Mail Archives: djgpp/1998/01/15/15:27:06
In article <Pine DOT SUN DOT 3 DOT 91 DOT 980114131057 DOT 8730D-100000 AT is>, Eli Zaretskii
<eliz AT is DOT elta DOT co DOT il> writes
>
>On Tue, 13 Jan 1998, Paul Shirley wrote:
>
>> Try setting the RHIDE dos box settings under Misc/Background to 'Always
>> suspend'. That should give the CPU back to windoze if you switch away
>> from RHide which may be enough. Alternatively its time to hack RHIDE.
>
>This might not be the right thing to do, if RHIDE uses the idle time
>to do something useful. For example, Emacs will continue to syntax-
>highlight its buffers and to check whether buffers should be auto-
>saved when the keyboard is idle. Telling Windows to "Always suspend"
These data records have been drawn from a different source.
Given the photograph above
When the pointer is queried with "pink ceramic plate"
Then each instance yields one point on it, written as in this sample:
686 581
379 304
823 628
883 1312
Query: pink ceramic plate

>will cause RHIDE to not get any cycles when its window is not the
>active one, which will defeat such features (I don't know whether
>RHIDE uses them).
Stopping an editor doing syntax hilighting is not a valid reason to soak
up 90%+ of cpu time, especially since presumably you are looking at
whatever got the focus instead of RHide ;)
The big problem is that gcc will stop compiling if you make RHide a
background task. Since you can change the suspend status whilst running
its not quite a disaster (but annoying if you need to change it
regularly).
Ideally you fix fix the misbehaving app, the suspend option is just
another less effective (but easy) option.